🤖 AI Summary
Collaborative perception (CP) is widely regarded as a pivotal solution to inherent limitations of single-vehicle perception—particularly under occlusion and at long ranges—yet the field lacks a systematic, rigorous survey. This study conducts a comprehensive review of 106 peer-reviewed papers, strictly adhering to the PRISMA 2020 guidelines. We propose a novel three-dimensional taxonomy—“modality–collaboration paradigm–perception task”—grounded in computer vision principles to characterize advances and bottlenecks in CP research. Crucially, we identify a structural misalignment between prevailing evaluation metrics and CP’s core objectives, such as collaborative robustness and spatiotemporal consistency. We further pinpoint five fundamental challenges: pose estimation errors, communication latency, domain shift, sensor/agent heterogeneity, and adversarial vulnerability. To address these, we introduce a reliability-oriented evaluation framework and provide a reproducible academic benchmark alongside a technical roadmap for algorithm design, system deployment, and standardization.
📝 Abstract
The effectiveness of autonomous vehicles relies on reliable perception capabilities. Despite significant advancements in artificial intelligence and sensor fusion technologies, current single-vehicle perception systems continue to encounter limitations, notably visual occlusions and limited long-range detection capabilities. Collaborative Perception (CP), enabled by Vehicle-to-Vehicle (V2V) and Vehicle-to-Infrastructure (V2I) communication, has emerged as a promising solution to mitigate these issues and enhance the reliability of autonomous systems. Beyond advancements in communication, the computer vision community is increasingly focusing on improving vehicular perception through collaborative approaches. However, a systematic literature review that thoroughly examines existing work and reduces subjective bias is still lacking.

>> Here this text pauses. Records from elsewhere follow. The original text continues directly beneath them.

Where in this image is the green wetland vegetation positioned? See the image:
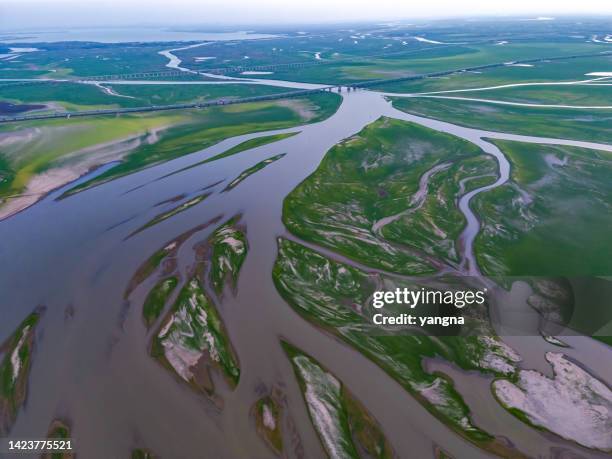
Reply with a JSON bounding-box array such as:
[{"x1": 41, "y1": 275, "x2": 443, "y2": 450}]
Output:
[
  {"x1": 0, "y1": 310, "x2": 42, "y2": 435},
  {"x1": 0, "y1": 18, "x2": 612, "y2": 459},
  {"x1": 283, "y1": 118, "x2": 496, "y2": 274},
  {"x1": 0, "y1": 94, "x2": 340, "y2": 210},
  {"x1": 142, "y1": 277, "x2": 178, "y2": 328},
  {"x1": 273, "y1": 238, "x2": 520, "y2": 457},
  {"x1": 151, "y1": 277, "x2": 240, "y2": 395},
  {"x1": 474, "y1": 140, "x2": 612, "y2": 276},
  {"x1": 282, "y1": 342, "x2": 396, "y2": 459},
  {"x1": 208, "y1": 216, "x2": 249, "y2": 295},
  {"x1": 223, "y1": 153, "x2": 286, "y2": 191}
]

Such a systematic approach helps identify research gaps, recognize common trends across studies, and inform future research directions. In response, this study follows the PRISMA 2020 guidelines and includes 106 peer-reviewed articles. These publications are analyzed based on modalities, collaboration schemes, and key perception tasks. Through a comparative analysis, this review illustrates how different methods address practical issues such as pose errors, temporal latency, communication constraints, domain shifts, heterogeneity, and adversarial attacks. Furthermore, it critically examines evaluation methodologies, highlighting a misalignment between current metrics and CP's fundamental objectives. By delving into all relevant topics in-depth, this review offers valuable insights into challenges, opportunities, and risks, serving as a reference for advancing research in vehicular collaborative perception.